Op grond van artikel 67 AWR kan Snel niet ingaan op de fiscale positie van een individuele belastingplichtige. Of er een ruling met Uber is en wat de inhoud daarvan zou zijn, zegt Snel dus niets. Wel geeft hij een nadere toelichting op de mogelijkheden van belastingaftrek en rulings.
De winsten die na de verplaatsing met het intellectueel eigendom worden behaald, zijn onderworpen aan winstbelasting in het land waarheen het intellectueel eigendom is verplaatst. Als het intellectueel eigendom naar Nederland is verplaatst, is de toekomstige winst toerekenbaar aan het intellectueel eigendom onderworpen aan vennootschapsbelasting in Nederland.
Goed koopmansgebruik
Voor de vraag of een intellectueel eigendom kan worden toegerekend aan een in Nederland gevestigde groepsmaatschappij, is van belang dat die maatschappij over de vereiste relevante functionaliteit beschikt om de relevante risico’s die zijn verbonden aan het betreffende intellectueel eigendom te kunnen beheersen. Het is aan de Belastingdienst om dit te beoordelen, evenals bijvoorbeeld de vragen of bij de overdracht van activa een zakelijke overdrachtsprijs is gehanteerd en of de afschrijving past binnen de kaders van goed koopmansgebruik. Indien deze beoordeling plaatsvindt voorafgaand aan de overdracht is sprake van zekerheid vooraf in de vorm van een ruling. In de andere gevallen vindt beoordeling achteraf plaats aan de hand van de ingediende aangifte. Bij het geven van zekerheid vooraf en bij de beoordeling achteraf worden dezelfde kaders gehanteerd.
Vernieuwde rulingpraktijk
Snel verwijst ook naar de vernieuwde rulingpraktijk die per 1 juli 2019 van kracht is.

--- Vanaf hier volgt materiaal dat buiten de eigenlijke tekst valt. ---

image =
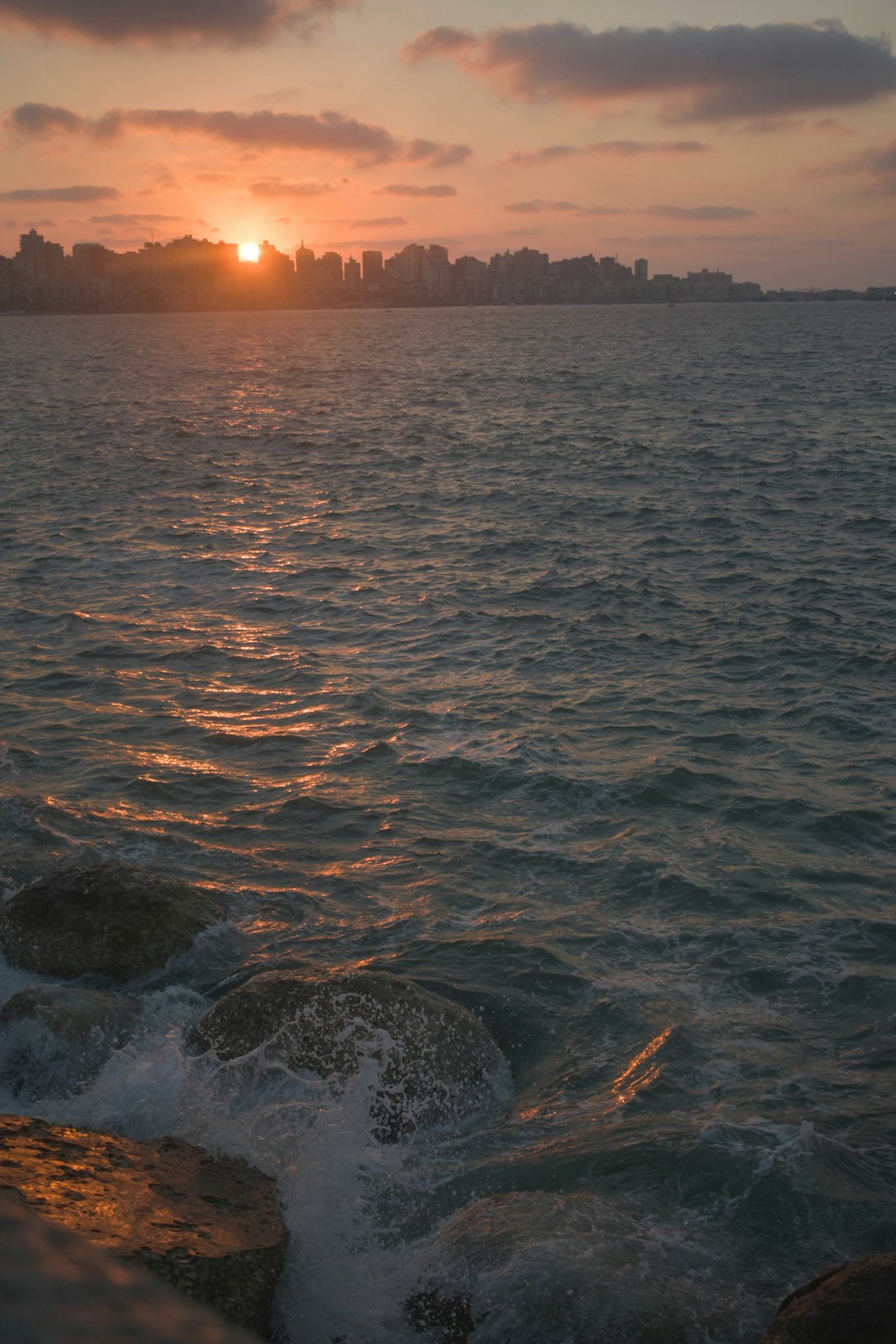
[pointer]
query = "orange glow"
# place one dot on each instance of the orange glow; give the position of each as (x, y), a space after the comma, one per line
(641, 1071)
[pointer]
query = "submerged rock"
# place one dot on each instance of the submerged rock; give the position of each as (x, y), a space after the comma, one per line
(533, 1265)
(845, 1305)
(80, 1029)
(110, 919)
(210, 1227)
(58, 1289)
(436, 1060)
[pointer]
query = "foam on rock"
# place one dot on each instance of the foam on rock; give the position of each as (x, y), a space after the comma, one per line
(436, 1060)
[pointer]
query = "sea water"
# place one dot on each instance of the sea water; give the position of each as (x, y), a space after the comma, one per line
(543, 657)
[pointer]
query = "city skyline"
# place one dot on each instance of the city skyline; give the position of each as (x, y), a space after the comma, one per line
(762, 149)
(197, 275)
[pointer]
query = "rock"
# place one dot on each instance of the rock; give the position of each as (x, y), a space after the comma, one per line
(850, 1304)
(82, 1027)
(112, 919)
(535, 1265)
(210, 1227)
(437, 1062)
(58, 1289)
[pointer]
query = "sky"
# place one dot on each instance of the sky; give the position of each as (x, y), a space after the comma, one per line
(668, 129)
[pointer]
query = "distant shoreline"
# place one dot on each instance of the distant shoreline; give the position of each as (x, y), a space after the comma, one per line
(765, 300)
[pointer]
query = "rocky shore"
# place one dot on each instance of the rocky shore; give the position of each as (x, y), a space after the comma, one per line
(212, 1227)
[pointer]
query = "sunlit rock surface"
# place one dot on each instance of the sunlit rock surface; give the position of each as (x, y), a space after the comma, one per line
(207, 1227)
(846, 1305)
(56, 1288)
(531, 1265)
(61, 1032)
(110, 919)
(434, 1062)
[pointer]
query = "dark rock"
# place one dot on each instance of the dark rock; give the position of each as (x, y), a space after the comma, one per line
(574, 1266)
(437, 1062)
(450, 1316)
(210, 1227)
(82, 1027)
(850, 1304)
(112, 919)
(58, 1289)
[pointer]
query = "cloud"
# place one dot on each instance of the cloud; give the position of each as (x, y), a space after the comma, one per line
(136, 221)
(699, 212)
(41, 119)
(670, 240)
(438, 156)
(613, 149)
(709, 212)
(231, 22)
(74, 194)
(702, 74)
(383, 222)
(878, 164)
(325, 132)
(273, 187)
(536, 207)
(405, 188)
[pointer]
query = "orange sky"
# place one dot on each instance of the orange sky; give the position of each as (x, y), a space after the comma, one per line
(692, 140)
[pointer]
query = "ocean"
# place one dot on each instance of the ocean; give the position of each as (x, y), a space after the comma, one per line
(543, 657)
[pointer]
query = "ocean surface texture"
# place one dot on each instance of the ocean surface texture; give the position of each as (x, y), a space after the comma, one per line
(543, 657)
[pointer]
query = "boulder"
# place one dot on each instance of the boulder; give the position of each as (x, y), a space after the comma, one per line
(80, 1029)
(210, 1227)
(850, 1304)
(110, 919)
(436, 1062)
(535, 1265)
(58, 1289)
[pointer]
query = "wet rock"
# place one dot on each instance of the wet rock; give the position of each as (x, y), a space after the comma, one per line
(848, 1304)
(77, 1032)
(533, 1265)
(436, 1060)
(58, 1289)
(210, 1227)
(110, 919)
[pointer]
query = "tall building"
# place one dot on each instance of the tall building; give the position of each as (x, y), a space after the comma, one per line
(373, 268)
(329, 269)
(304, 262)
(32, 256)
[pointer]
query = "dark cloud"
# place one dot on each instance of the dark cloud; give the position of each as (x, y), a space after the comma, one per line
(405, 188)
(273, 187)
(74, 194)
(707, 212)
(879, 166)
(328, 132)
(41, 119)
(613, 149)
(438, 156)
(136, 221)
(700, 74)
(232, 22)
(325, 132)
(536, 207)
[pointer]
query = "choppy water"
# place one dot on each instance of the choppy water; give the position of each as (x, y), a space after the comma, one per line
(544, 657)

Deze maatregelen zijn neergelegd in het Besluit vooroverleg rulings met een internationaal karakter. Het besluit beschrijft in onderdeel 3 in welke gevallen door de Belastingdienst geen vooroverleg zal worden gevoerd en derhalve geen ruling tot stand zal komen. Kort samengevat is dit het geval indien geen sprake is van economische nexus, indien het besparen van Nederlandse of buitenlandse belasting de enige of doorslaggevende reden is voor de rechtshandeling, of indien een transactie plaatsvindt met een land dat is opgenomen in de Nederlandse lijst met laagbelastende jurisdicties. Snel meldt dat het onderzoek naar de toepassing van het arm's length'-beginsel in de Vpb begin 2020 is afgerond.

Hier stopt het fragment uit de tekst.